In a recent discussion on her new book, Democracy in Europe: The EU and National Polities, Vivien Schmidt, the Jean Monnet Professor of European Integration in the Department of International Relations at Boston University, offered an explanation of the European Union's oft-cited "democratic deficit." In establishing a conceptual framework for her analysis, Schmidt distinguished between two types of governance in European states: simple and compound polities. In simple polities, governing authority is channeled through a single authority while in compound polities it is diffused through multiple authorities. France and the United Kingdom, for example, are simple polities while Germany and Italy are compound. The EU, Schmidt asserted, is a compound polity because it has a composite (national and European) identity and only possesses state-like sovereignty in some policy areas. Trade policy, for example, was cited as an area where shared sovereignty is accepted. When it comes to the Common Foreign and Security Policy, however, this is not the case.
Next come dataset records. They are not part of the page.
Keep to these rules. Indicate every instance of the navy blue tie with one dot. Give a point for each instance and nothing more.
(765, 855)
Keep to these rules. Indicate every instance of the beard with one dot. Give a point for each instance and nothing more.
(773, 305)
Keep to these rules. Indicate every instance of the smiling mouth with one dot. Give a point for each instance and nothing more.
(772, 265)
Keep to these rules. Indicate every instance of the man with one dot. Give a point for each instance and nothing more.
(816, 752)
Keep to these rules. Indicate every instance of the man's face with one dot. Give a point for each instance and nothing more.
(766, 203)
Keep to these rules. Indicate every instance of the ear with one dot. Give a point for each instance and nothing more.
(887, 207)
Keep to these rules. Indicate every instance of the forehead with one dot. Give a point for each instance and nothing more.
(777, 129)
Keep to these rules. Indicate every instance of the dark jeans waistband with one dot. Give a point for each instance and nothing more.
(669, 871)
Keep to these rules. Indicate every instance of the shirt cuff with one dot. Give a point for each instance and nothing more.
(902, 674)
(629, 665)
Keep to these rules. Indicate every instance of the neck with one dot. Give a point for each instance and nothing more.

The ultimate impact of a compound EU on national democracies, Schmidt argued, is the creation of a split-level democracy. Under this arrangement, the EU conceives policy and serves as a hub for national and public interests, expressed through the European Council and the European Parliament respectively. National governments, on the other hand, are confined to the arena of politics and public discourse. This makes the EU, in Schmidt's words, "policy without politics." This occurs because both simple and compound polities have lost a significant amount of autonomy within the EU's institutional structure, although simple polities have lost more than compound ones.
As a result of this Europeanization of governance, said Schmidt, national leaders are held accountable for problems that are beyond their reach. Not only does this situation represent the failure of public discourse, but it fuels political extremism. Part of the solution to this disconnect in the democratic process, Schmidt argued, is to bring national politics back into the EU. Each member state, she said, must develop its own public narrative for being in the union. In addition, new institutional avenues for citizens' voices must be established. Schmidt recognized, however, that these solutions to the "democratic deficit" would likely result in less efficient governance by the EU.
Indeed, Desmond Dinan, the Jean Monnet Professor at the George Mason School of Public Policy, suggested in his commentary that exposing the EU to national political forces may endanger existing support for it. He cited the public discourse that preceded Ireland's rejection of the Treaty of Nice as evidence that such exposure is not necessarily conducive to the European project. Furthermore, Dinan expressed doubt about the distinction between simple and compound polities and said it would have been interesting if Schmidt had included Central and Eastern European member states in her analysis. But overall, Dinan praised Schmidt for broadening the discussion surrounding the "democratic deficit" by bringing it to the national level.